В дом войти было нельзя — воздух густой, тяжелый, дышать нечем. Каждую ночь стук в западную стену: БУМ... БУМ... Словно трактором её таранят.
Поняли они — смерть пришла за всеми.
Нашли в соседней деревне старуху-ведунью, бабку Марфу. Приехали к ней, а она их уже на пороге встречает.
— Знаю, — говорит, — зачем явились. Смерть за вами по пятам ходит.
Посмотрела на Дмитрия своими черными очами и говорит:
— Из-за гордыни твоей всё. Тропу мёртвой перекрыл. Злится она. Сына твоего она в омут утащила, теперь остальных хочет укокошить.
Дала она им сверток красной тряпицы.
— Езжайте домой. Положите это у западной стены. Ночью приеду.
Ночью бабка Марфа творила совсем жуткое.
Взяла четырех черных петухов. Отрезала им головы, кровь сцедила в глиняный горшок. Взяла четыре ржавых костыля (гвоздя огромных), вымочила в этой крови.
Красную тряпку, что у стены лежала, взяла и, что-то шепча, крутанула над головой одержимой Кати, будто вытягивая из неё черноту.
Ночь тихая, ни ветерка. Она размахнулась и швырнула тряпку в самую середину черной воды.
Как только тряпка коснулась воды — пруд закипел.
Пошли пузыри огромные, белые, зловонные.
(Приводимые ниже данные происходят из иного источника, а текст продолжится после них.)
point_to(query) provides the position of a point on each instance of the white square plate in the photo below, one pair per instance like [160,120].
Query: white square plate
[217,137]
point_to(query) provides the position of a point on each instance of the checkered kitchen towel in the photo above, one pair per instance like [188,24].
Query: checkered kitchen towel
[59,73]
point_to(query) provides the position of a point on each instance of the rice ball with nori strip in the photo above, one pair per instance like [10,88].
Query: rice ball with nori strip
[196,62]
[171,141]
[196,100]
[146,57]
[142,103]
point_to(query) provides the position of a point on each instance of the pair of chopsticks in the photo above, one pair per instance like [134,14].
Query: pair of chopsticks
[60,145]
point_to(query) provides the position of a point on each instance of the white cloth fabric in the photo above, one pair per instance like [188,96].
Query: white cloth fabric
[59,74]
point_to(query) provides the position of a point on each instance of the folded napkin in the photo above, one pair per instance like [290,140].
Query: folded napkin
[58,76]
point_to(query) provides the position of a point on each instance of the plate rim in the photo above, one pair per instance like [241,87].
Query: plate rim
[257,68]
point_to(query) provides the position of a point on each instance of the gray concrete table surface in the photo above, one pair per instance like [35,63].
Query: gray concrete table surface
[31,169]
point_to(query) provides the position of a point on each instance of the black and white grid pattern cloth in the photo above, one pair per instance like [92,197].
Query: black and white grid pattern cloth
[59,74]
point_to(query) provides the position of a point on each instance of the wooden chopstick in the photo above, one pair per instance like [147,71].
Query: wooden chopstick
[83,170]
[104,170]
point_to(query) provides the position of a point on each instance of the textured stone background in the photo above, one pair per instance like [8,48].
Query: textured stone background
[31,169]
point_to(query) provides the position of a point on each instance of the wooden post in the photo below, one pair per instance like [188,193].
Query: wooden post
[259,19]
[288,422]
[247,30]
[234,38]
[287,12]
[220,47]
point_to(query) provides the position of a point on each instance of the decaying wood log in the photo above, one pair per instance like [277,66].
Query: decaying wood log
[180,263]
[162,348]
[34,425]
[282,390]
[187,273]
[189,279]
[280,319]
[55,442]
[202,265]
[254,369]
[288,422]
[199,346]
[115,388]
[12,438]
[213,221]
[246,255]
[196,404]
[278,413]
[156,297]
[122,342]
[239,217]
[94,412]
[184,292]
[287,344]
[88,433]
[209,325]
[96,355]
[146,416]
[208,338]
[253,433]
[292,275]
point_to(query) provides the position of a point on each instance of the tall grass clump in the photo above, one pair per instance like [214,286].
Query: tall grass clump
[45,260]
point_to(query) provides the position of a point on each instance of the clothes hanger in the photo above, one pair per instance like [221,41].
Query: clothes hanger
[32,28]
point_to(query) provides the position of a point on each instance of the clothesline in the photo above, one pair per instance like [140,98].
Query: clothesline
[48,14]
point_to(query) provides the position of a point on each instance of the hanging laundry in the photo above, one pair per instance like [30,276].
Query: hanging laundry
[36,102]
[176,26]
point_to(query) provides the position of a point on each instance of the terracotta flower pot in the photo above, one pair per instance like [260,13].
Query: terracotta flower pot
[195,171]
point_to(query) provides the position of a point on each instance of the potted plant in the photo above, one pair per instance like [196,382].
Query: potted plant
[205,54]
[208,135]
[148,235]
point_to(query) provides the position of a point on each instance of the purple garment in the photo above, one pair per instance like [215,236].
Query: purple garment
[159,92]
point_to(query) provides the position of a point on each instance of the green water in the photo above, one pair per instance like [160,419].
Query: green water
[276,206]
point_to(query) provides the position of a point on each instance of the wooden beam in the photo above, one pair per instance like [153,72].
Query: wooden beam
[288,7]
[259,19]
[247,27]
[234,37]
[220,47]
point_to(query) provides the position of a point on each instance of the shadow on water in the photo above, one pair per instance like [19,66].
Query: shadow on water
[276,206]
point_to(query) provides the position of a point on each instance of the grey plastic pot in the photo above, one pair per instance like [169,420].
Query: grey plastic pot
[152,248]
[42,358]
И из-под воды раздался визг — полный ненависти стон, от которого у мужиков волосы на загривке дыбом так и встали.
— Уходи! — крикнула бабка и вбила первый гвоздь в угол дома.
Четыре гвоздя по углам вбила, запечатала периметр.
— Это, — говорит, — Жалчар. Ведьма когда-то давным-давно тут жила. Её в этом пруду утопили, за чёрные дела. Теперь она каждое полнолуние из этого пруда на погост ходит силы набираться. Ты ей дом поперек дороги поставил, дурень. Теперь она в обход ходить будет, я её отвадила. Вот только цену ты заплатил страшную.
С тех пор в доме стало тихо. Дмитрий теперь из церкви не вылезает, весь дом иконами увешал. Бизнес наладил, рыбу разводит, но к старому пруду даже близко не подходит. Говорит, из-за запечатанной стены, звук от мокрых босых ног до сих пор слышится.